In quel villaggio, la sera prima, avevo incontrato Renzo. – Come va, paesano? – gli chiesi. – Va bene, – rispose, – va bene. Guarda, io sono in quell’isba; domani ripartiremo assieme –. E corse via. Lo rividi in Italia. Ero solo, non cercavo nessuno, volevo restar solo. Nell’isba, poi, venne a bussare un tedesco. Vidi che non era uno dei soliti. Entrò da noi e mangiò con noi. Dopo, seduto sulla panca, levò dal portafogli le fotografie: – Questa è mia moglie, – disse, – e questa è mia figlia –. La moglie era giovane e la figlia era bambina. – E questa è la mia casa, – disse poi. Era una casa della Baviera, tra gli abeti, in un piccolo paese.

Camminai ancora un altro giorno con il passo del vecchio viandante appoggiandomi al bastone. Per delle ore mi sorprendevo a ripetere: «Adesso e nell’ora della nostra morte», e questo pensiero mi ritmava il passo. Lungo la pista s’incontravano spesso delle carogne di mulo.

Un giorno stavo tagliandomi un pezzo di carne da una carogna quando mi sentii chiamare.

Era un caporalmaggiore del battaglione Verona che avevo avuto per allievo a un corso rocciatori nel Piemonte. Mi chiama e vedo che è contento d’incontrarmi.

– Vuoi che camminiamo assieme? – dice. Per me. Andiamo, – dico.

Due o tre giorni camminai con lui. Al corso rocciatori lo chiamavamo Romeo perché una notte era andato a trovare una pastora scalando la finestra. (Era proficuo il corso rocciatori). Romeo e lei Giulietta. Era recluta e lo canzonavamo per questo. Un’altra sera che eravamo in un rifugio tra i ghiacciai scese al paese per trovarla e camminò tutta la notte. La mattina dopo c’era da scalare una vetta ed era stanco ma il tenente Suitner lo caricò bene di corde e di attrezzi. Ora, qui in Russia, avevo sentito dire che era un caporalmaggiore tra i migliori del Verona. Camminando parlavo poco con lui, ma la sera, quando si arrivava nelle isbe, ci aiutavamo scambievolmente per preparare qualcosa da mangiare e la paglia per dormire.

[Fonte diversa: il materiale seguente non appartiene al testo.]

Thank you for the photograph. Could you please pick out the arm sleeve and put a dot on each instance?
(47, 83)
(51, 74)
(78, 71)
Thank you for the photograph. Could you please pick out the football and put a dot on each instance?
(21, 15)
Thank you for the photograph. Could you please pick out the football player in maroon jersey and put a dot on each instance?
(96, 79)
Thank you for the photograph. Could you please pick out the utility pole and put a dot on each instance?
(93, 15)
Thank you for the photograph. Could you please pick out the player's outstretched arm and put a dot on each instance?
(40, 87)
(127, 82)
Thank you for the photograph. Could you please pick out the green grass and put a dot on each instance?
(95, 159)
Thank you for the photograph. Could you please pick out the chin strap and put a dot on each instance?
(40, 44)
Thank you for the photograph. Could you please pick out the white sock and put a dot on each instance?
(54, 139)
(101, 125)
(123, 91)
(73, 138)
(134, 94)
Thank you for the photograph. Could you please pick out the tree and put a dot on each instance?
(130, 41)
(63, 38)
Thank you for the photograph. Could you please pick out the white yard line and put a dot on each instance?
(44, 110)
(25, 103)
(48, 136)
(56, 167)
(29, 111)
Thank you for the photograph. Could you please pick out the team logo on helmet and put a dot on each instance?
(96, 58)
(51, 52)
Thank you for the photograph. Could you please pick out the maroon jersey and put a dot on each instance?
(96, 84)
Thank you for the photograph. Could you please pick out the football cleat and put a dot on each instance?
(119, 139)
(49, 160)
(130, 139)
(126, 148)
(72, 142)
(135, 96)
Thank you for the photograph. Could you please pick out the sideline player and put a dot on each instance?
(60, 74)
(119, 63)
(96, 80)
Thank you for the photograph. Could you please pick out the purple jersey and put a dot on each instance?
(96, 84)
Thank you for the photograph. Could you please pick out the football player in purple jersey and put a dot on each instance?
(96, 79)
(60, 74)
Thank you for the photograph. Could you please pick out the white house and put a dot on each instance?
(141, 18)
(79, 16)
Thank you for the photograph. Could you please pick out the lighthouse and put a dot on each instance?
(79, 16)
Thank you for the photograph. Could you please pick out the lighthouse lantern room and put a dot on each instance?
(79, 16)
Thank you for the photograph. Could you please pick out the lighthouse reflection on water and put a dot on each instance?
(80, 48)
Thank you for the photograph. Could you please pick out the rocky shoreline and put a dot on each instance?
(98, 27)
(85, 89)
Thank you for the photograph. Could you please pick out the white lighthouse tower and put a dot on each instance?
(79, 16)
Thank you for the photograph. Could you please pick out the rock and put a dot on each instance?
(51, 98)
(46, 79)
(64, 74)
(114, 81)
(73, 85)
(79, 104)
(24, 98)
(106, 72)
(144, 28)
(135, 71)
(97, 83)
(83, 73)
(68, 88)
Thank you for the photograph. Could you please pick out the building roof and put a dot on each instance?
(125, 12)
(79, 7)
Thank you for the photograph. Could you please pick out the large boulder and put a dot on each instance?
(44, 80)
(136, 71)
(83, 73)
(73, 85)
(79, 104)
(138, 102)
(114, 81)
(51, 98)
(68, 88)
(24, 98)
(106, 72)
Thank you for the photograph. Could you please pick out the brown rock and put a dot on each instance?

Il sole incominciava a farsi sentire, le giornate si erano allungate. Si camminava in una vallata lungo il corso di un fiume. Si sentiva dire che ormai eravamo fuori dalla sacca e che un giorno o l’altro saremmo entrati nelle linee tedesche. Quelli che s’erano attardati alla fine della colonna dicevano che i soldati russi, i carri armati e i partigiani ogni tanto tagliavano la coda e facevano dei prigionieri.

Al passaggio d’una balca, v’erano un giorno delle slitte di feriti bloccate nella neve. Romeo e io si camminava fuori dalla pista per conto nostro. Il conducente e i feriti di una slitta chiedevano aiuto. C’era tanta gente lí attorno ma mi pareva che si rivolgessero proprio a noi. Mi fermai.

Mi guardai un po’ indietro e ripresi a camminare. Dopo, girandomi ancora, vidi che le slitte s’erano mosse. Ero solo; non cercavo nessuno, non volevo niente.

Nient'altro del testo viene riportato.